CDC shared jobs overview
Change Data Capture (CDC) and processing data from your chosen sources—using a CDC agent to load data to your chosen cloud storage area—is supported within Matillion ETL by three shared jobs. These shared jobs facilitate two data-loading use cases.
Data is loaded to your chosen cloud storage area by the CDC agent installed on your source database. The data is loaded by the agent into your choice of Amazon S3, Google Cloud Storage, or Azure Blob Storage. The CDC shared jobs can then read that data from cloud storage, and that data is loaded into target tables on your chosen data platform. The process can load a single table or all tables, based on the chosen configuration and shared job.

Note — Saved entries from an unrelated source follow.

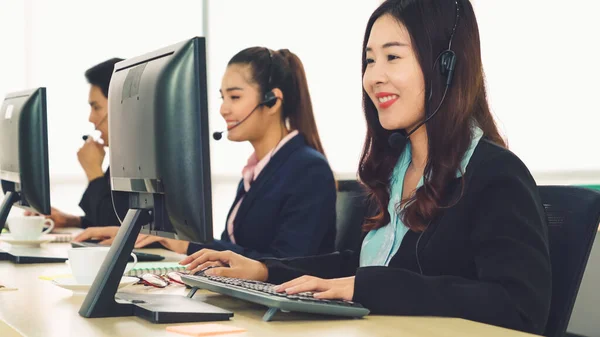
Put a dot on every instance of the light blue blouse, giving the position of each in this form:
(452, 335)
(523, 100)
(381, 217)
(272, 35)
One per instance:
(380, 245)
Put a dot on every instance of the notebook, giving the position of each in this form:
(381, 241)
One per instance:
(156, 268)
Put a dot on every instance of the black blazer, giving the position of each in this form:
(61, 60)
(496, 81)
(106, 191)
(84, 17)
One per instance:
(289, 210)
(485, 259)
(96, 203)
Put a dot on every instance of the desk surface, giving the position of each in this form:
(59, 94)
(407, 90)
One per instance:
(39, 308)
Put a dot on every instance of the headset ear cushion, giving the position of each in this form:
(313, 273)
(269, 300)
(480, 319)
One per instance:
(447, 62)
(270, 99)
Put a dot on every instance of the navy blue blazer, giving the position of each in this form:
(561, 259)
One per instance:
(288, 212)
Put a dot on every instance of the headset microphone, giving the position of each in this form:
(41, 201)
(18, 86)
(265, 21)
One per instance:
(269, 101)
(447, 60)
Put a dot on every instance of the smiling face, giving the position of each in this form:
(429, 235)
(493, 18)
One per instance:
(393, 78)
(240, 97)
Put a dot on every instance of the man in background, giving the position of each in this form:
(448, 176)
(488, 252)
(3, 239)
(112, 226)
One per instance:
(97, 201)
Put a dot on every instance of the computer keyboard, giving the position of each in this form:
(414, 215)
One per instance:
(263, 293)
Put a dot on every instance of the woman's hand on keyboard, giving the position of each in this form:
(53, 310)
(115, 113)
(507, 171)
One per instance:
(239, 266)
(338, 288)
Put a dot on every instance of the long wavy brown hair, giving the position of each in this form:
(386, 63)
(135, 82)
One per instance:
(429, 24)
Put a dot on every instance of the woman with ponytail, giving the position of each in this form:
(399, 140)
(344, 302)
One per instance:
(285, 201)
(460, 230)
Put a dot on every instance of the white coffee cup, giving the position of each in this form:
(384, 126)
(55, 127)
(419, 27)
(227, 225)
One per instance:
(85, 263)
(29, 227)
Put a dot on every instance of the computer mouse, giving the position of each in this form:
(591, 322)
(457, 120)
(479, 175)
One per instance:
(201, 272)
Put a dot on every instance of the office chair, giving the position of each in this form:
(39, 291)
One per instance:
(573, 215)
(351, 209)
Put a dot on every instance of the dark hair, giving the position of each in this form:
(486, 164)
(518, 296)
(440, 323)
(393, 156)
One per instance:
(286, 72)
(100, 74)
(429, 24)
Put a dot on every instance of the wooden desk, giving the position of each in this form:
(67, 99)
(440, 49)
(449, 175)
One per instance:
(39, 308)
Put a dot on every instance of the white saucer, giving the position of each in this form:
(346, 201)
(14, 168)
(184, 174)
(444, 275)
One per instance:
(71, 284)
(29, 243)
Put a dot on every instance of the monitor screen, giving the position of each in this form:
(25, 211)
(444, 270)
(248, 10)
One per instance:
(24, 149)
(159, 140)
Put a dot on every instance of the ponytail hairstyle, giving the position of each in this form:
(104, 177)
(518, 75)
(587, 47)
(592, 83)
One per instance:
(282, 69)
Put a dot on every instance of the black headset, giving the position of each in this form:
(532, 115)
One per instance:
(447, 61)
(270, 99)
(447, 58)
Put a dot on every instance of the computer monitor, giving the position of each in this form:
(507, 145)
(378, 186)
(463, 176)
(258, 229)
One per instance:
(24, 153)
(159, 155)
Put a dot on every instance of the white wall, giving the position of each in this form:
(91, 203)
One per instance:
(12, 46)
(540, 58)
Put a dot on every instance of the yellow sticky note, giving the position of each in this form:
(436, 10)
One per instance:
(207, 329)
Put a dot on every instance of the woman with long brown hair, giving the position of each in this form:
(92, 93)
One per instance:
(460, 229)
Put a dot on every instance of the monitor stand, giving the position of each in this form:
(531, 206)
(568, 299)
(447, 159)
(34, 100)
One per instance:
(9, 199)
(100, 300)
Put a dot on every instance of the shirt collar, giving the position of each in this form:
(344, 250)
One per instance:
(253, 168)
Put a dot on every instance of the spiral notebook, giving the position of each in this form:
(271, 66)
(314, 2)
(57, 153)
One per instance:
(156, 268)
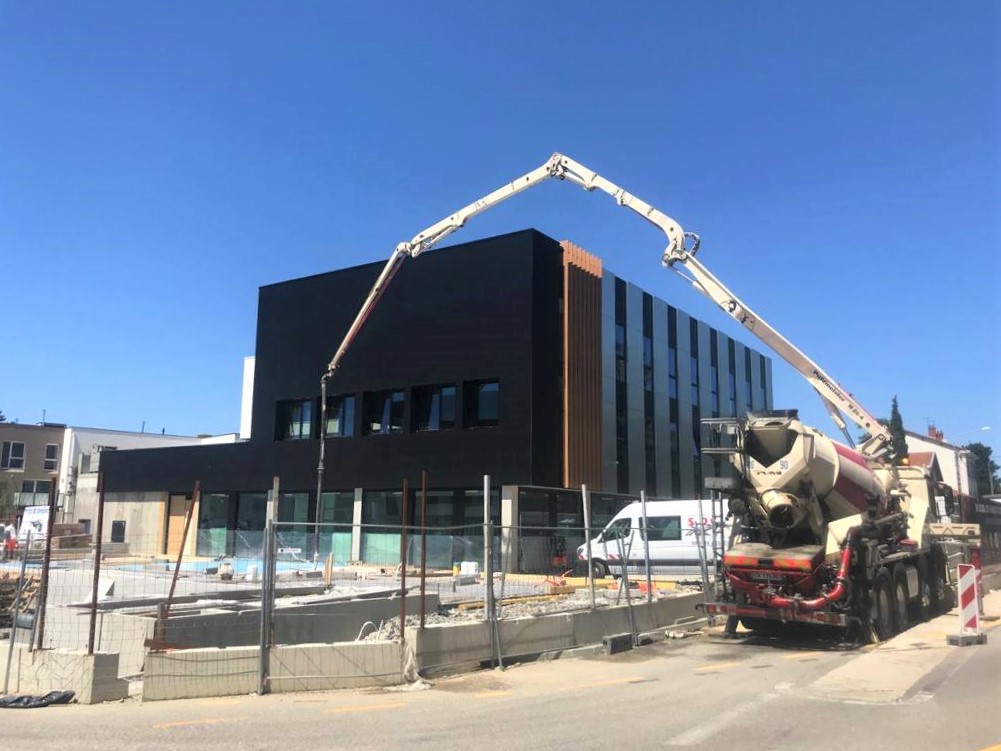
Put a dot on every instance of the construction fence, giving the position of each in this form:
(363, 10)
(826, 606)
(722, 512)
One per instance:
(290, 610)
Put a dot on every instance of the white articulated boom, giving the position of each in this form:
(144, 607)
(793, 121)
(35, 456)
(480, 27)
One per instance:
(562, 167)
(836, 398)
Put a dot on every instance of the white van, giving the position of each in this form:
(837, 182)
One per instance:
(671, 534)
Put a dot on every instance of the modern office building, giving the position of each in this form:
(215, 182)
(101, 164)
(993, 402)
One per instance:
(516, 356)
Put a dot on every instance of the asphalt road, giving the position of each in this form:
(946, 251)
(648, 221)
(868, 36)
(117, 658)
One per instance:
(699, 693)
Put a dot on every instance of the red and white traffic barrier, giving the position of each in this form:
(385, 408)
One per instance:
(969, 609)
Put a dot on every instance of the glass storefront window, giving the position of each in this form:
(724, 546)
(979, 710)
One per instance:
(213, 517)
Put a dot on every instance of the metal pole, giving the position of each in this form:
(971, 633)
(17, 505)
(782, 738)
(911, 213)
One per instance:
(97, 562)
(188, 513)
(423, 541)
(646, 545)
(586, 499)
(701, 540)
(16, 610)
(266, 607)
(402, 562)
(43, 590)
(487, 574)
(624, 555)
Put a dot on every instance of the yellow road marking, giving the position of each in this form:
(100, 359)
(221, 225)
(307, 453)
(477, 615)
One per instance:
(364, 708)
(718, 666)
(616, 682)
(186, 723)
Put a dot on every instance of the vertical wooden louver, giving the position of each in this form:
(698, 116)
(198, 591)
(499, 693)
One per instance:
(582, 367)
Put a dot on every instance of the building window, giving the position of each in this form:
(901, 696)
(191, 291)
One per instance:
(763, 390)
(12, 457)
(620, 352)
(340, 417)
(434, 408)
(676, 460)
(714, 374)
(732, 377)
(383, 413)
(294, 420)
(747, 379)
(51, 457)
(39, 487)
(481, 404)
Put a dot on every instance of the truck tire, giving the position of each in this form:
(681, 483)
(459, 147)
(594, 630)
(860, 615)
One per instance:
(901, 598)
(924, 604)
(883, 605)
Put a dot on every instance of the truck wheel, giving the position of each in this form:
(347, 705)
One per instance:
(882, 605)
(901, 598)
(924, 604)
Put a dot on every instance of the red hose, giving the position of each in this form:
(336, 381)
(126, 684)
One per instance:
(841, 588)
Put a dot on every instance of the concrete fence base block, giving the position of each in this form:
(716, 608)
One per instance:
(92, 678)
(617, 643)
(965, 640)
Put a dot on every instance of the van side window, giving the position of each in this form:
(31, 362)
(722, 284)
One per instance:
(664, 528)
(619, 528)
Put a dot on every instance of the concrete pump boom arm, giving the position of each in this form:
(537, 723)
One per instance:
(836, 399)
(559, 166)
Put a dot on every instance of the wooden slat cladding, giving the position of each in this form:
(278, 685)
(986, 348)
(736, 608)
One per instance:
(582, 367)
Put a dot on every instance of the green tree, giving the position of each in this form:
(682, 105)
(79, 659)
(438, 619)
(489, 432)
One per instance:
(898, 449)
(985, 470)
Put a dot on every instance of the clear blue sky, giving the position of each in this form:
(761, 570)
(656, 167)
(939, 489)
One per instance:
(160, 161)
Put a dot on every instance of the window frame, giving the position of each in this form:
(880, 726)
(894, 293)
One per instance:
(471, 404)
(54, 461)
(343, 406)
(428, 408)
(7, 456)
(386, 400)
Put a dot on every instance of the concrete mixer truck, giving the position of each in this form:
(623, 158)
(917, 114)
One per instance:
(827, 533)
(824, 533)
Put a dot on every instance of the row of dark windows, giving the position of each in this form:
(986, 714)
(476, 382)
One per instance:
(622, 393)
(432, 408)
(13, 456)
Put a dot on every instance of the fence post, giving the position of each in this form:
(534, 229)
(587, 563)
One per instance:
(43, 590)
(586, 500)
(423, 541)
(402, 562)
(97, 563)
(267, 591)
(624, 556)
(487, 577)
(16, 610)
(646, 545)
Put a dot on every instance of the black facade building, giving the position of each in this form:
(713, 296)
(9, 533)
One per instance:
(517, 356)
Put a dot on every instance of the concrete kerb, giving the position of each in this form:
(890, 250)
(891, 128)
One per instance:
(437, 649)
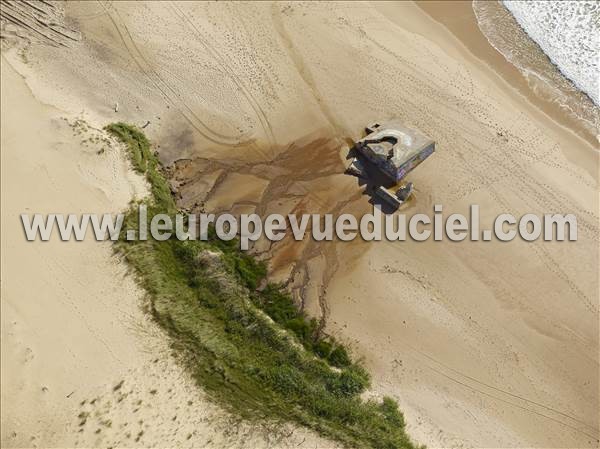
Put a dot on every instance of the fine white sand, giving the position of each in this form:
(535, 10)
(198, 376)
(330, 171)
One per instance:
(483, 344)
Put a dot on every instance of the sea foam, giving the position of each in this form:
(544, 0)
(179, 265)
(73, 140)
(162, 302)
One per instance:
(569, 33)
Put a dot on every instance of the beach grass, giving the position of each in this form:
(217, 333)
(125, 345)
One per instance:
(249, 348)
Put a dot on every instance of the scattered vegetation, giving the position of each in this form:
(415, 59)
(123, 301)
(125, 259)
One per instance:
(251, 349)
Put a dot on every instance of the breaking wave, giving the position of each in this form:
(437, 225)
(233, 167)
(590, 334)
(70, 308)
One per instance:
(554, 45)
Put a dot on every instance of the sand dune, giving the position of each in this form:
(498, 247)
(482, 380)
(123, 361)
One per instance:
(483, 344)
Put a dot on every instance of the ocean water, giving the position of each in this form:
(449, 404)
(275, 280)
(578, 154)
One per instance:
(554, 44)
(569, 33)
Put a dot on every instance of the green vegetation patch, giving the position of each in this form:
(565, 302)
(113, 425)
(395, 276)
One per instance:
(250, 349)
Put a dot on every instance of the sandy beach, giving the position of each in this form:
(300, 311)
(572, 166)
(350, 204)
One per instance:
(251, 108)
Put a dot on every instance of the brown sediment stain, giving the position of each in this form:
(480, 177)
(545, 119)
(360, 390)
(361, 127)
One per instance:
(305, 176)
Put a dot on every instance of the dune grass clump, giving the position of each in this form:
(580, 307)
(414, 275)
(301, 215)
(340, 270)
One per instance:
(250, 349)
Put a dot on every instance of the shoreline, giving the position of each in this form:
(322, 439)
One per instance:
(458, 18)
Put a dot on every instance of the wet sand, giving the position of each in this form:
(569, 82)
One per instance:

These shared jobs do not work with the Manage Change Data Capture feature in Matillion ETL. Instead, these shared jobs are for the CDC loading feature in Data Loader.
The processes within the shared jobs gather information by reading the files from cloud storage (including metadata regarding the source, any change events, and also whether any source table changes have occurred). This information is then used to facilitate a workflow to load agent-provided data into the target, based on the files loaded into cloud storage.
CDC shared jobs come prepackaged with the latest versions of Matillion ETL and are updated with each version. For access to faster shared job updates, the latest can be downloaded from the Matillion Exchange using the below link.
When using Amazon Redshift, a shared job won't extract columns that contain upper case letters. You may see an error message regarding NULL values or the job may still complete, but with NULL values in place of the data that wasn't extracted. To resolve this issue, you must set the Redshift parameter,
enable_case_sensitive_identifierto True. You can do this by altering the user, or updating the Redshift Parameter Group. See here for examples.
Schema drift support is also available and can be toggled using the appropriate job parameter
Schema Drift Action, which is fully described in the appropriate configuration guide for your use case. Additionally, see the section further down on schema drift support, which explains how this functionality is implemented.
There may be nuances in terms of the data typing conversion and support between sources to each cloud data platform. These should be considered when creating your workflow with regard to what each data type will be presented as in your target table or tables. This is covered below.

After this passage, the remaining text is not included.